Kauai is an island where once nothing grew. It was barren and isolated and raw, with only iron in its soil and nothing living on it at all. Not a single thing breathed on that island. It stands today as a tiny and vibrant island in the Pacific, sure-footed and majestic in its exuberant life. It has earned the moniker “The Garden Isle” because it is so full of life.
How does one get out of the rut of lifeless existence and reach abundance beyond imagination?
Sometimes I’ve wondered that in my own life. When I feel stuck and hopeless, or even just a little bit blah, how can I begin to feel good?
I believe it all begins with acceptance.
For Kauai, life began when settlers began to bring seeds, and plants, and animals. Today, you can hike in someone’s backyard and find unimaginable signs of life. There are roots and vines sprouting and clinging. There are branches entwined with each other in incomprehensible ways, and they stretch toward the sun regardless of their position. Moss-covered rocks are foundations for fallen trunks, on which new plants become new soggy homes for mice and lizards and taro plants. All of these life forms, which were not innate but instead had to be transplanted and introduced there, found a home and took root and said, “Here. Here is where I will flourish.” They had no choice. It was grow, or die. They had to accept the soil and weather conditions as they were, and find a way to grow.
And grow they did, and do, and will. It’s as if these organisms looked around and said, “I will fight for my life here. It is hard. It is messy. But I will.”
There have been times in my life, as I imagine there have been in most people’s lives, when I’ve entered a place where I didn’t seem to belong. Places where I doubted my worth or questioned what role I could possibly play in a perfectly orchestrated, seemingly flawless world. What right did I have to go for a career in special events planning with Mile High when I had never worked at that level before? What made me think I was good enough to play a friendly game of completely recreational softball at the company picnic when I had never really played softball before? I allowed doubt, fear and insecurity to flood my brain and I let those feelings control my behavior. I sabotaged the special events planning opportunity, and I declined to play the softball game (leaving at least one base unmanned). I made decisions based on the fear that I wasn’t good enough rather than look for the ways I could learn, grow and develop. I alienated myself, when the world was really welcoming me in.

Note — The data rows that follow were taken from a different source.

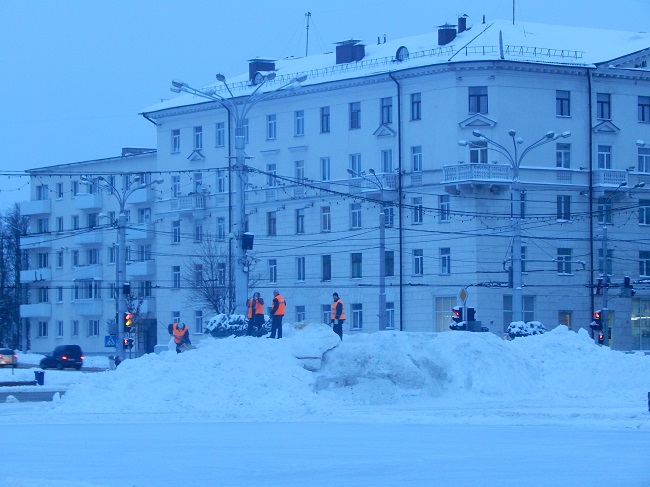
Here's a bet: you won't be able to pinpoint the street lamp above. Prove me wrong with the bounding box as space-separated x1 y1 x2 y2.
81 174 164 358
348 168 388 330
170 72 307 315
458 129 571 321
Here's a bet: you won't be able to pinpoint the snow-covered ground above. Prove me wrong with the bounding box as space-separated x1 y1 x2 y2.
0 324 650 487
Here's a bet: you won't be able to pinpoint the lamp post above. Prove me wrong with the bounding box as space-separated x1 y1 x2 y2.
348 169 388 330
81 174 164 353
170 72 307 315
458 129 571 321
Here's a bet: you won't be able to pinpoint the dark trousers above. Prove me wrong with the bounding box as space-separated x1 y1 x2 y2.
271 315 282 338
332 320 345 341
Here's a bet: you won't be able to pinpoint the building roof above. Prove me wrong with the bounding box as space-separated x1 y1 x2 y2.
143 20 650 113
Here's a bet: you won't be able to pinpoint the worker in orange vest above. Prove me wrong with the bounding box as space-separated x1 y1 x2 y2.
269 289 287 338
330 293 345 341
246 293 264 336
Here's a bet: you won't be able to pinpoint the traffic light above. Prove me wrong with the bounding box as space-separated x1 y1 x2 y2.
467 308 476 321
124 311 133 333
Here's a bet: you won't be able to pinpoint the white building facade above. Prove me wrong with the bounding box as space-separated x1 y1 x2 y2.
23 19 650 353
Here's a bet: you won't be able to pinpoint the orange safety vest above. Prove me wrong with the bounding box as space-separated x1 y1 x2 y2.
273 294 287 316
172 323 187 344
246 298 264 318
330 298 345 320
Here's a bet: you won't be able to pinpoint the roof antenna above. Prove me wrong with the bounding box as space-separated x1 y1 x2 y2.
305 12 311 57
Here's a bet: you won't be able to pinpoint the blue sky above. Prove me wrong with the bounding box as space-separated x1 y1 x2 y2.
0 0 650 210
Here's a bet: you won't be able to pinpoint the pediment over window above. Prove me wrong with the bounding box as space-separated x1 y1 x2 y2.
373 124 397 137
458 113 497 129
592 120 621 134
187 149 205 162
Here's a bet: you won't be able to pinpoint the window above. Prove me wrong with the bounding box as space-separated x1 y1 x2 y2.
598 197 612 224
38 321 47 338
439 247 451 276
411 145 422 172
296 305 305 321
351 303 363 330
194 126 203 150
321 255 332 281
413 249 424 276
596 93 612 120
293 110 305 136
469 140 488 164
639 96 650 122
411 197 424 225
266 162 278 188
639 200 650 225
350 203 361 229
172 220 181 244
320 157 331 181
639 147 650 172
320 206 332 232
380 97 393 125
555 143 571 169
350 154 361 177
556 249 572 274
468 86 488 113
639 250 650 277
269 259 278 284
557 195 571 221
172 265 181 289
386 302 395 330
384 250 395 277
296 208 305 233
172 129 181 154
266 211 278 237
555 90 571 117
215 122 226 147
320 107 330 134
411 93 422 120
293 161 305 183
296 257 305 282
266 113 278 140
350 101 361 129
350 253 363 279
598 145 612 169
381 149 393 173
438 194 451 222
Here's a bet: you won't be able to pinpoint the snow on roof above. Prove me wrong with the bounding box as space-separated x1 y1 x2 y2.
144 20 650 113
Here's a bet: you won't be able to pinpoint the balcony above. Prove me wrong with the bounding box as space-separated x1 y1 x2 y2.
20 200 52 216
74 264 104 281
20 303 52 318
126 222 154 240
20 233 53 250
74 193 103 210
73 299 104 316
126 259 156 279
20 267 52 284
74 229 104 245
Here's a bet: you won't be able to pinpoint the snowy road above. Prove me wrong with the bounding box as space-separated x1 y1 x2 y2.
0 411 650 487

At one point, the new seeds introduced on the barren island of Kauai had to say, “Yes! I belong here! I may not look like the plants around me, but that’s okay. I have worth, and I will fight to live here, on this earth, in this messy, unknowable, undiscovered part of the world.”
At what point did I start to believe that I, too, belong? In starting to accept that I am who I am, I’ve started to see that I, too, have worth, even if I’m different than the people around me. I am starting to believe that my weird, different self might actually belong in my own corner of this messy, unknowable part of the world.

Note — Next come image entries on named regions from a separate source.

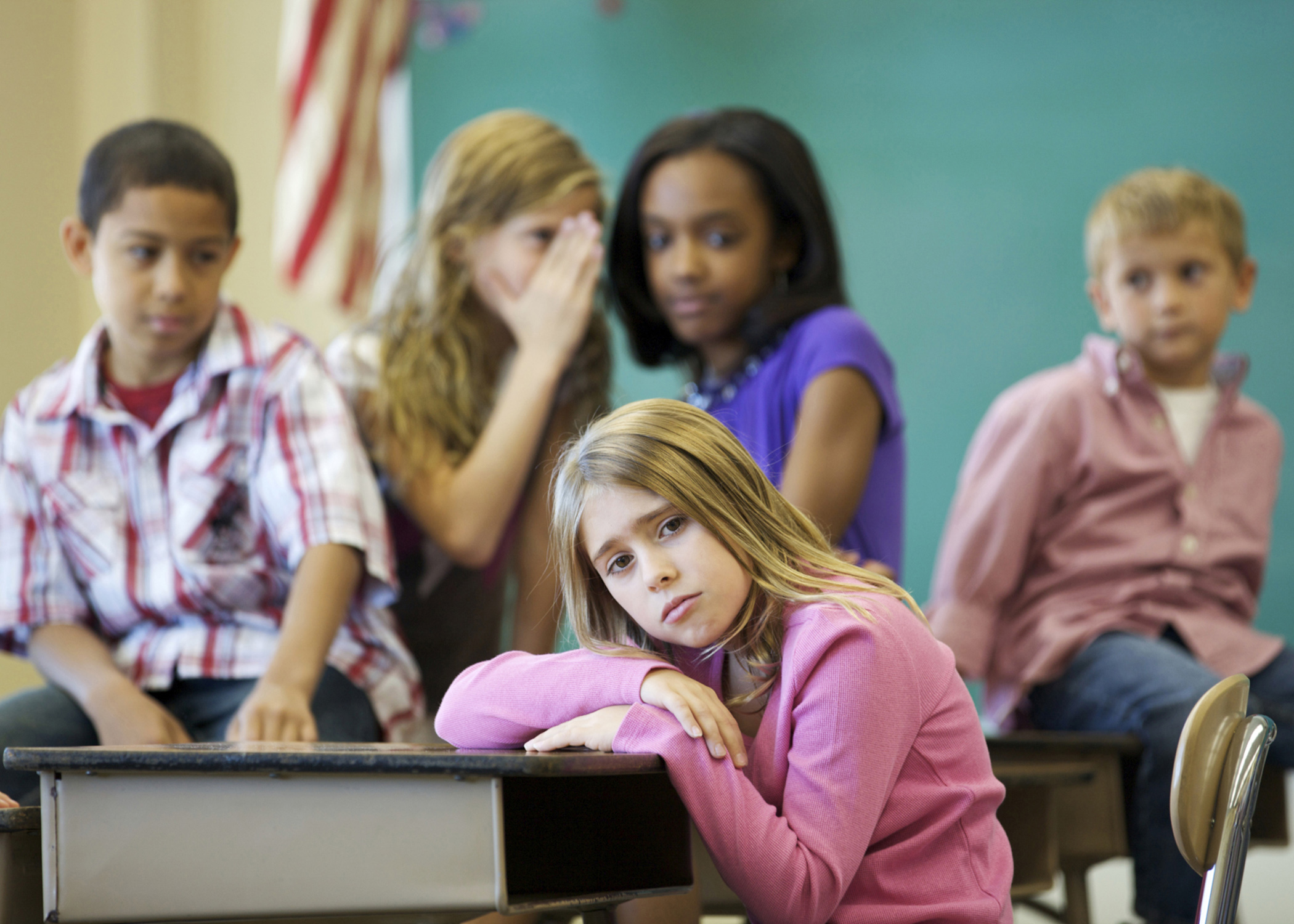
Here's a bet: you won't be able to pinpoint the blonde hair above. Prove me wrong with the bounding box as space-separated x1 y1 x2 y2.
553 399 924 704
1083 167 1246 277
370 110 611 471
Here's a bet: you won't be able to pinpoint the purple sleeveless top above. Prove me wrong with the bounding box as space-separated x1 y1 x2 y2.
690 306 906 578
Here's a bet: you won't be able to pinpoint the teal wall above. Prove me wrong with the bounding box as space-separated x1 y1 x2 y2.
413 0 1294 639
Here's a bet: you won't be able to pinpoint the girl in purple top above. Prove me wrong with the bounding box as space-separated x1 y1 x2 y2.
436 399 1012 924
609 108 905 578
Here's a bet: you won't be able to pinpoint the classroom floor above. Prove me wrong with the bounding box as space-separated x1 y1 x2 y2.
1016 774 1294 924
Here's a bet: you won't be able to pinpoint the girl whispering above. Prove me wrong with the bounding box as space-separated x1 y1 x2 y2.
436 400 1012 924
609 108 905 578
328 111 609 710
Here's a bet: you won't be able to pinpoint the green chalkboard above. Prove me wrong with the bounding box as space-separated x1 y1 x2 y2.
413 0 1294 639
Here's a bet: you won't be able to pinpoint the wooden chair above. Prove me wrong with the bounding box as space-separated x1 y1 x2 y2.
1168 675 1276 924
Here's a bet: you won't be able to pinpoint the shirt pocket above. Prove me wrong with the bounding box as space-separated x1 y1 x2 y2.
43 471 127 586
171 440 259 564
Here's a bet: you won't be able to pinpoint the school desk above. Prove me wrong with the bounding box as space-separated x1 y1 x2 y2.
5 743 693 924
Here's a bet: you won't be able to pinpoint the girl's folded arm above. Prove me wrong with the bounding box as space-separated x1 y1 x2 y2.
436 649 677 748
615 626 920 924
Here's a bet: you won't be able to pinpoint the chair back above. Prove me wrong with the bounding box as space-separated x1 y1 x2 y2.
1168 675 1276 924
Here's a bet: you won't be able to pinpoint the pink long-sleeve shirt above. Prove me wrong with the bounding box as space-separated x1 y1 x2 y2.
436 593 1012 924
926 336 1284 723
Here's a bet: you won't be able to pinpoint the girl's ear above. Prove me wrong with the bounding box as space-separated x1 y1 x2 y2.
444 227 470 262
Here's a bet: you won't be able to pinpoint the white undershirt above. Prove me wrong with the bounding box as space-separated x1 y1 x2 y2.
1154 382 1219 464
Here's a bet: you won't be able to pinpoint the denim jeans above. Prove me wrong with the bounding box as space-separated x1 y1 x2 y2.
1029 629 1294 924
0 667 382 805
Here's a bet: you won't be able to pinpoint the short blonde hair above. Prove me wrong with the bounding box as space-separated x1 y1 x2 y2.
1083 167 1247 277
551 399 924 704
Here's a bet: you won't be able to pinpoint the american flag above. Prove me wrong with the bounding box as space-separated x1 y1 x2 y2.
273 0 410 308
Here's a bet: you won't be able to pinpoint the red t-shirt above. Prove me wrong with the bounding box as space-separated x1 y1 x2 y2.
105 370 180 427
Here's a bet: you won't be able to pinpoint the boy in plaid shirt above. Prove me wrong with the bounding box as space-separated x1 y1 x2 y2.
0 121 422 801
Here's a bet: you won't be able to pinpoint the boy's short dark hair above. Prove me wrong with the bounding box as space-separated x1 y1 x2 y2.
608 108 846 367
76 119 238 237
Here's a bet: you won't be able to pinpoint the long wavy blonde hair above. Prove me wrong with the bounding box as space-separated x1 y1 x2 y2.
551 399 926 704
369 110 611 474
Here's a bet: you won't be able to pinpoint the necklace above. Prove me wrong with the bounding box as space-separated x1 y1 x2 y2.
683 333 786 410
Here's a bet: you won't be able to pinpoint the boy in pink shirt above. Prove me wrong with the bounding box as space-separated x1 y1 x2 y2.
927 169 1294 924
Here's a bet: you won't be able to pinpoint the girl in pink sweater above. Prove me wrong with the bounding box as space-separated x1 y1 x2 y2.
436 400 1012 924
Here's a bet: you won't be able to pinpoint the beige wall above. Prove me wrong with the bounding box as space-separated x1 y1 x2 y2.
0 0 347 695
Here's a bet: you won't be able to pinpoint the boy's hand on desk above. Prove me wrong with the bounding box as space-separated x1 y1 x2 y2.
225 677 320 742
526 705 629 753
638 670 746 768
86 677 193 744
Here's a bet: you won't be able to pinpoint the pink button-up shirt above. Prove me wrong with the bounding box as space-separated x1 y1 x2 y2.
0 306 422 735
926 336 1284 723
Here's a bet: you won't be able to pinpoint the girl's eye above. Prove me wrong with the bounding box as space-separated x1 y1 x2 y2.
645 232 669 249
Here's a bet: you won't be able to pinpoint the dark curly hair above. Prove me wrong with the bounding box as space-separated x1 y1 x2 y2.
76 119 238 237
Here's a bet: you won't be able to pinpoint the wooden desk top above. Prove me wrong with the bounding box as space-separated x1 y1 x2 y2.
0 805 40 833
4 742 665 777
993 761 1096 785
986 731 1141 756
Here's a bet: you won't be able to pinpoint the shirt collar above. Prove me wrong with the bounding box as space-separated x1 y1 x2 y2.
1083 334 1249 397
38 301 258 419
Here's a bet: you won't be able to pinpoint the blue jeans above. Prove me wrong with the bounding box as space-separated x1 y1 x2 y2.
1029 629 1294 924
0 667 382 805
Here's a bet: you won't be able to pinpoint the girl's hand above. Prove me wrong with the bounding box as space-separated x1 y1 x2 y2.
225 677 320 742
638 669 747 768
526 705 629 753
481 213 602 368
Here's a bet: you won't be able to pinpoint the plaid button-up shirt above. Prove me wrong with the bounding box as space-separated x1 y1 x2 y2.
0 306 422 736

I often need to remind myself that life can be messy, and hard, and I may be thrown into situations where I don’t know anyone or anything. I may be thrust into a situation that no one has been in before, but I still might belong there. I may not be native to a land, but I can wiggle my way into it.

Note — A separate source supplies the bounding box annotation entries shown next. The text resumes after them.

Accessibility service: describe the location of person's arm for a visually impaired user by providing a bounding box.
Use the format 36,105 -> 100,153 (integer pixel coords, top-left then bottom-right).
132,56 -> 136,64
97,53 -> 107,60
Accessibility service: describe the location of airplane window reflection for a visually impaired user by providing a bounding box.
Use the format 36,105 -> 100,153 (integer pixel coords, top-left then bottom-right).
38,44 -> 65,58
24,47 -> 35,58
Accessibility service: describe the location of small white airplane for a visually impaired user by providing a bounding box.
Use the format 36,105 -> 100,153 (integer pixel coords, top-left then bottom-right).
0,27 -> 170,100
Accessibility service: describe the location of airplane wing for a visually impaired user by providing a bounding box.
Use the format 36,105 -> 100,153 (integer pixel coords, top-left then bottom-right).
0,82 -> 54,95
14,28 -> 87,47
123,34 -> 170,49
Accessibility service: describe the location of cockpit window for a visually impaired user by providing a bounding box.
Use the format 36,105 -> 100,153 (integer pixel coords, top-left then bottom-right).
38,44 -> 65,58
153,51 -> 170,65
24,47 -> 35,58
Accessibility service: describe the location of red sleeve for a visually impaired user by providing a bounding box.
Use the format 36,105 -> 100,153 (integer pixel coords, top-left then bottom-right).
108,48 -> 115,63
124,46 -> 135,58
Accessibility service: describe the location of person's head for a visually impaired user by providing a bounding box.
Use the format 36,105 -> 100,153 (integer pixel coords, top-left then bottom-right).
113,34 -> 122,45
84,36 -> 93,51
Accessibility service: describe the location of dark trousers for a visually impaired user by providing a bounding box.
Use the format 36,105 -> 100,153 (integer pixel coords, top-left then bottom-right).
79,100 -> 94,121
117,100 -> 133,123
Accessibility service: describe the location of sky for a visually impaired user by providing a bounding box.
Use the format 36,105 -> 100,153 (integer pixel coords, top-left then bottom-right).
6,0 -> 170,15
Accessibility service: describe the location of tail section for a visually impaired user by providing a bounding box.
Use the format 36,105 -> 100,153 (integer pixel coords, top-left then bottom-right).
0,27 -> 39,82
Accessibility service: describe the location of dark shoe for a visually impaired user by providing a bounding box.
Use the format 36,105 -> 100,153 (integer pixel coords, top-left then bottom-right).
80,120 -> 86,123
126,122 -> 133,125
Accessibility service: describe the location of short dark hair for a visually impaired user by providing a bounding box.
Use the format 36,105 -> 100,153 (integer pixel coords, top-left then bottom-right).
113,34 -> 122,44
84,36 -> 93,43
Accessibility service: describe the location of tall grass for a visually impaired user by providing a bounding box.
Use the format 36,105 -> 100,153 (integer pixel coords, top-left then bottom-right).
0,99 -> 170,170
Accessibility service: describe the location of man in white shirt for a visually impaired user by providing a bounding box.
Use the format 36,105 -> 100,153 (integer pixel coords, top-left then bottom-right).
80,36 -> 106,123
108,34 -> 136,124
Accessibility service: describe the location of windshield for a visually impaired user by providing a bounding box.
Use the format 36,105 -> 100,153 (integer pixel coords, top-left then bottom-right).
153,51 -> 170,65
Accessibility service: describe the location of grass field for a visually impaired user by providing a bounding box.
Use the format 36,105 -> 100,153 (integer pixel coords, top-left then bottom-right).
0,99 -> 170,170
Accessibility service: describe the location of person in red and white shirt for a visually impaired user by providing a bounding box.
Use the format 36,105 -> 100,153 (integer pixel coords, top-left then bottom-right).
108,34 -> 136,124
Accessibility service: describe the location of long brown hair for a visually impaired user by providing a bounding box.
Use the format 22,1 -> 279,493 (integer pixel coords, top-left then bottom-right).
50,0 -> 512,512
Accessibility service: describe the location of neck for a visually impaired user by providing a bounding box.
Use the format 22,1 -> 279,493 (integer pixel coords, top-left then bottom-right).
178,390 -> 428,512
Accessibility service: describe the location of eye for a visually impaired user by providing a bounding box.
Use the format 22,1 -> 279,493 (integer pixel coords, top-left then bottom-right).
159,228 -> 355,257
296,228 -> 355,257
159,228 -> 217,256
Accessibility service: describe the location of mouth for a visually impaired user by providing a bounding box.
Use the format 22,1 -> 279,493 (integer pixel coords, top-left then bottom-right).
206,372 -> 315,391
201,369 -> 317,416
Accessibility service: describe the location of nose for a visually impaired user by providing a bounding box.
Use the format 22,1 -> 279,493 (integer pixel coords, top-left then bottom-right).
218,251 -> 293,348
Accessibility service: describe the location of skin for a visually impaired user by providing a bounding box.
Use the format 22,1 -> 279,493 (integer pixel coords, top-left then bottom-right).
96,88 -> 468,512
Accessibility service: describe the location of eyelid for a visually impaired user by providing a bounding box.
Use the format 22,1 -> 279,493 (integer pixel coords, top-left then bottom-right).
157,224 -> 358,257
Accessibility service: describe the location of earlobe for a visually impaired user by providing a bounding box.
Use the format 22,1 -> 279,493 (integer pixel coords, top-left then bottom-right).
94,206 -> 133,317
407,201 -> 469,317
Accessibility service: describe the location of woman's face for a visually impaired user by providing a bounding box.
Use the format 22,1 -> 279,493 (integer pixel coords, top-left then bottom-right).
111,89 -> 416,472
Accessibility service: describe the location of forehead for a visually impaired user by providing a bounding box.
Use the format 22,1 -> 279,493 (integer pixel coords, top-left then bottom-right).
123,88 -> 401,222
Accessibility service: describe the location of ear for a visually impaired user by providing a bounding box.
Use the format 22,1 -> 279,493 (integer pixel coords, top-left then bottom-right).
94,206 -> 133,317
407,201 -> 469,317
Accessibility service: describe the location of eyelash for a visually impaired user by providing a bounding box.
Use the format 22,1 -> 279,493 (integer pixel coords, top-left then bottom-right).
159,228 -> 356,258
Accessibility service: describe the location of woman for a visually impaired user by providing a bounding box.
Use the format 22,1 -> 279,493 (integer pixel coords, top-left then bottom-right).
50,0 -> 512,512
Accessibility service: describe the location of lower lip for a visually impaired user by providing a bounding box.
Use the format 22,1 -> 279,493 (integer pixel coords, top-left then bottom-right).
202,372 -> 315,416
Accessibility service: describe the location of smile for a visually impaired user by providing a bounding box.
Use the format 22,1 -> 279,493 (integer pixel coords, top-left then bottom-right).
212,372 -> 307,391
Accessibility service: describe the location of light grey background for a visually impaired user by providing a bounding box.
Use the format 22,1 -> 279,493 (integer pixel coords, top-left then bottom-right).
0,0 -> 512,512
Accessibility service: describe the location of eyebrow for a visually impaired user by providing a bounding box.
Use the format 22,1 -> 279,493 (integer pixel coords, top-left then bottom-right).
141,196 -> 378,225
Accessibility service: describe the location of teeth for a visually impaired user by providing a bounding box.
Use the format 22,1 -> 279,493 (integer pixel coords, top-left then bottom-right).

Life finds a way. We have to fight through the discomfort to find our own way sometimes.
Like every form of life, we imperfect but ferociously (or even cautiously) capable humans can plant our seeds and stretch toward our sun and root ourselves where we never thought we could.
Maybe you’re that seed. You look at a place and say, “I don’t belong here.” And perhaps you’re right! Maybe you don’t! Maybe no one really does. But maybe anyone can.
We all have to learn and adapt in order to grow. We have to discover what we have inside of ourselves. Sometimes we have to fight to flourish. We can’t sit idly back and bloom. We don’t have to settle. We can recognize our rightness in our imperfections.
So, go ahead and plant your seed. Bloom where you’re planted.
Go ahead and be you, even if you don’t think you belong. Decide you belong, and let yourself live.